Kementerian Energi Sumber Daya Mineral (ESDM) menambah subsidi bahan bakar nabati (BBN) dalam rancangan APBN Perubahan 2015. Rinciannya, subsidi biodiesel ditambah Rp 1.500 per liter menjadi Rp 5.000 per liter dan bioethanol dari Rp 2.000 menjadi Rp 3.000 per liter.
"Alokasi subsidi BBN ada peningkatan cukup signifikan," ujar Menteri ESDM Sudirman Said, di DPR-RI, Jakarta, Senin (2/2).
Menurut Sudirman, penambahan subsidi BBN diusulkan agar disparitas harga dengan bahan bakar minyak kian menyempit.

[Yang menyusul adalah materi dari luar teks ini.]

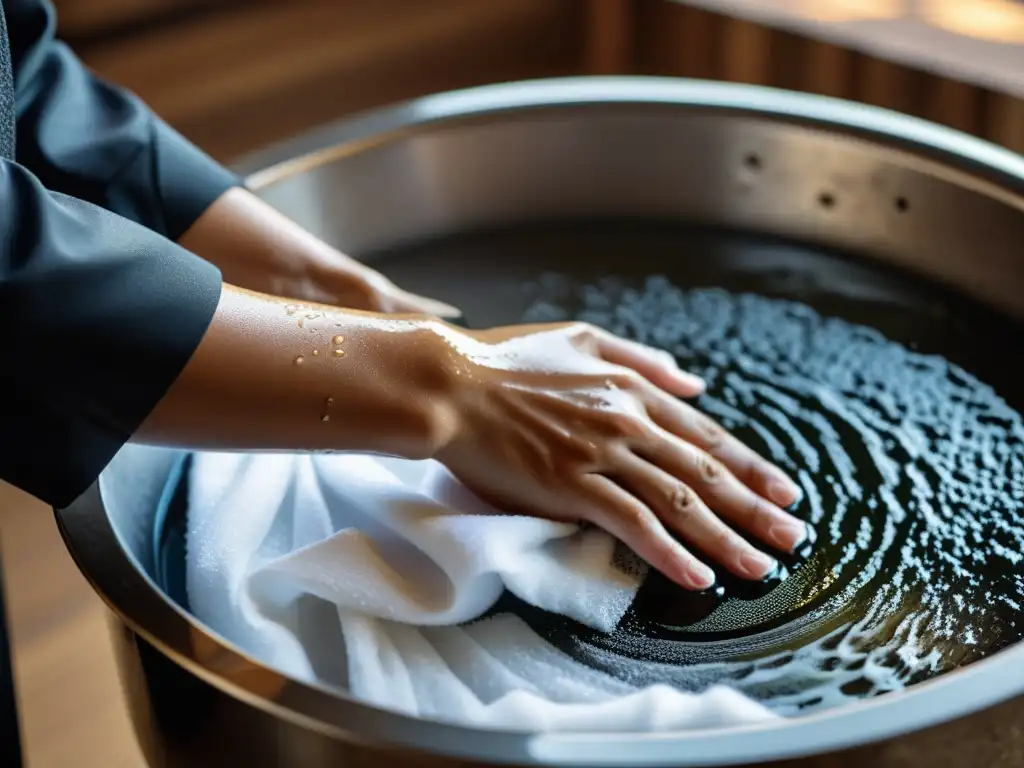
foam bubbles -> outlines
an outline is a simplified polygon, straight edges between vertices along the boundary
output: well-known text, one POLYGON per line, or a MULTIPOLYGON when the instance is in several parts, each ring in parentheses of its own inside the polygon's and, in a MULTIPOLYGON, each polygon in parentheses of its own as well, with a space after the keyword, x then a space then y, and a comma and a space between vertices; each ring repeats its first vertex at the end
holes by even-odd
POLYGON ((819 535, 769 594, 668 632, 627 616, 601 634, 505 605, 562 650, 631 685, 726 683, 794 714, 1020 639, 1024 422, 989 386, 799 303, 664 278, 547 275, 531 290, 527 322, 600 325, 704 376, 699 407, 799 480, 795 514, 819 535))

Terlebih lagi, harga minyak dunia saat ini sedang menurun.
"Ini berkaitan dengan penurunan harga BBM karena itu ruang subsidinya makin lebar," jelas dia.
Saat ini pemerintah menargetkan kadar campuran BBN pada BBM sebanyak 10 persen, dan terus meningkat hingga mencapai 20 persen. Untuk mendukung pencapaian target tersebut perlu ada perbaikan harga BBN.
"Kami punya target 10 persen diantara BBM adalah biofuel, sedang ada pemikiran lebih tinggi dari itu, menteri keuangan menanyakan apakah mungkin jadi 20 persen meski ada konsekuesinya gap BBM dengan BBN makin lebar?" ungkapnya.
Kementerian ESDM juga mengajukan pengurangan kuota BBM menjadi 17,90 juta Kilo liter (Kl). Dalam APBN 2015 ditetapkan 46 juta Kl.